15 Temmuz hikâyemiz ve samimiyet
Rifat Sait
24.Dönem İzmir milletvekili
Balkan Stratejik Araştırmalar Merkezi (BASAM) Başkanı
rifatsait@gmail.com Twitter : @saitrifat
Tam bir yıl ve 1 gün önce, darbe girişiminin bir gün öncesi 14 Temmuz 2016 tarihinde rahmetli Erol Olçak ile öğle saatlerinde İstanbul’daki ofisinde görüşmek üzere randevulaştık. Eşim Sevilay hanımla birlikte ziyaretine gittiğimizde bizi bekliyordu. Gazetemiz, Balkanlar ve Ak Parti’deki bazı çalışmalar üzerine görüştük. Haftaya İzmir tarafına geliyorum, orada daha detaylı görüşürüz, dedi. Çaylarımızı içtik. Kalktık. Ertesi akşam şehit olacağını tahmin edemezdik. Haftaya İzmir’de değil inşallah Cennet’te görüşürüz. Rahmetli Erol Olçak ve oğlu Abdullah Tayyip’e Allah’tan rahmet diliyorum.
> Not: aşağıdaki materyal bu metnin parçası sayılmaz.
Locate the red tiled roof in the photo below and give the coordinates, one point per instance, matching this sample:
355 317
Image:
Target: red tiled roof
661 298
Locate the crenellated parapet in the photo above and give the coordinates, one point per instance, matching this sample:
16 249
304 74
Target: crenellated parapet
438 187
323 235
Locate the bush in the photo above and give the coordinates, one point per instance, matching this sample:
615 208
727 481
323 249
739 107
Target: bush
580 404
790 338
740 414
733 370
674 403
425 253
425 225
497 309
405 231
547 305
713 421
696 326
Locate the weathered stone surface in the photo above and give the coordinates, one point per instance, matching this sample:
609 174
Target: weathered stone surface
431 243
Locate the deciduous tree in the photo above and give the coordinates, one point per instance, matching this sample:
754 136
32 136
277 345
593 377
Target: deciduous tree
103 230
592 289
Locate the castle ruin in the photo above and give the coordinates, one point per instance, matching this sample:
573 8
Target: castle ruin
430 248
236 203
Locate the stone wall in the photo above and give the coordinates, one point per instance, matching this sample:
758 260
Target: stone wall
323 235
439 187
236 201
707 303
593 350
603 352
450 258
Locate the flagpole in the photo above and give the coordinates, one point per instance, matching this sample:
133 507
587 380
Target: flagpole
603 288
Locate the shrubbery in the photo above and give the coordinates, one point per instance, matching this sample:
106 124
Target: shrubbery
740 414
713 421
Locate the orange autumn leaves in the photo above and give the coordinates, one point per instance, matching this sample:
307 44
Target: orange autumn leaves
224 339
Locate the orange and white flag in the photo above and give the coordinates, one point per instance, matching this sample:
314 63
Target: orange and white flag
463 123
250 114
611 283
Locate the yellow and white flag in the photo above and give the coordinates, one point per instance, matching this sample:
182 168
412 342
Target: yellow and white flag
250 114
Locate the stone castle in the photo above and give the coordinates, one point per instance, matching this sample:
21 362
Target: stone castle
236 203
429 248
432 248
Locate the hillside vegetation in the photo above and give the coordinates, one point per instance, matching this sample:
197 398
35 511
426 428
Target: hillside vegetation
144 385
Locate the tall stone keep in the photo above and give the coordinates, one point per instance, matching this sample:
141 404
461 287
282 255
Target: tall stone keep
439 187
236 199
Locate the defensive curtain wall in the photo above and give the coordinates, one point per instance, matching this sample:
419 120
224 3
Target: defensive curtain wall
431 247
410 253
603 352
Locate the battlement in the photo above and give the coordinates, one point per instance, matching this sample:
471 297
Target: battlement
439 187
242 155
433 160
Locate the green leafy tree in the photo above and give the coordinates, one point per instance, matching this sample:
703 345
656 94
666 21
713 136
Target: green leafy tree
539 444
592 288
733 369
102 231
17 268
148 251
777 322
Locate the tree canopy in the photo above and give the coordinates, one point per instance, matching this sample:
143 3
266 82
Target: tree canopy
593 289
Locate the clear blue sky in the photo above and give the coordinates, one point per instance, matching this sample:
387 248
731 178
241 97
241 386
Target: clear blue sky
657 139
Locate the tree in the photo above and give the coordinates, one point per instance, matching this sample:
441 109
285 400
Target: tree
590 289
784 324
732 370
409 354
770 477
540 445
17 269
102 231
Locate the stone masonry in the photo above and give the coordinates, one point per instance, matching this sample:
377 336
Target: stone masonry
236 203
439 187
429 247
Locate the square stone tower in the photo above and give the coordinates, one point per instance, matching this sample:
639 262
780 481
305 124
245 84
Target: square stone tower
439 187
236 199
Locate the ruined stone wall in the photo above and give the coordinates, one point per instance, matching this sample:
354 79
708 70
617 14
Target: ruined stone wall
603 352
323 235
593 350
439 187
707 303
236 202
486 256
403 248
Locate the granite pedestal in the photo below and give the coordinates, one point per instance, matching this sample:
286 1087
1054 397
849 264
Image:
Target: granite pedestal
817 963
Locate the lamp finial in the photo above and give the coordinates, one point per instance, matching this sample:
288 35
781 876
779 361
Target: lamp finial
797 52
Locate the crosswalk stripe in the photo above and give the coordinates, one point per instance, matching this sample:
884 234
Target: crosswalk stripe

Darbe girişiminin olduğu 15 Temmuz gecesi İstanbul’dan İzmir’e kara yolu ile geliyorduk. Şehitler köprüsünden geçerken oradaki askerler bizde soru işareti doğurmuştu ama ne yalan söyleyeyim, darbe aklımıza bile gelmedi. Pendik tarafında olayı duyduk. Geri dönmeye kalktık, baktım ki kalabalık bir grup koşarak bizim tarafa geliyor. Hatta trafiğin ters yönünden araçlar geliyorlar. Hemen onların arkasında bir askeri araç. Kenarı çekildik ve bir müddet bekledik. Telefonlar susmuyordu. İzmir’den arkadaşlar, ne yapmamız gerekiyor diye soruyorlardı. Sakin olmalarını ve bir araya gelmelerini rica ettik. Açıkçası moralimiz bozulmuştu. Arabada eşim, büyük kızım ve bir arkadaşımızla ne yapmamız gerekir diye düşündük. O sırada üzerimizden çok yakından geçen F-16 ‘nın çıkardığı yüksek ses kızımın çığlık atmasına neden oldu. Korkunçtu. Pendik taraflarında bir dostumuzun evine gidip eşimi ve kızımı oraya bıraktım. Tam o sırada Cumhurbaşkanımızın CNN’deki hava meydanına gelin çağrısı bizi öyle sevindirdi ki. Adeta tekrar hayata geldik gibi olmuştuk. Zira öncesinde gelen haberler çok korkunç ve moral bozucuydu. İstanbul Anadolu yakasındaki bazı arkadaşlarımız yanımıza geldiler. Baktım tepeden tırnağa silahlanmışlar. İstanbul Atatürk havalimanına, Sayın Cumhurbaşkanımızın yanına gitmek için yola çıktık. Acıbadem Telekom’un önünde barikat kuran tankın üzerinden üzerimize açılan ateş ile durmak zorunda kaldık. Açılan o ateşte isabet alıp şehit olmak ya da gazi olmak ta vardı. Allah’ın takdiri. O gece orada Sayın Başbakanımızın yakını Acıbadem muhtarı Sayın Sertbaş’ı şehit verdik. Allah rahmet eylesin. İşte bizim 15 Temmuz hikâyemiz.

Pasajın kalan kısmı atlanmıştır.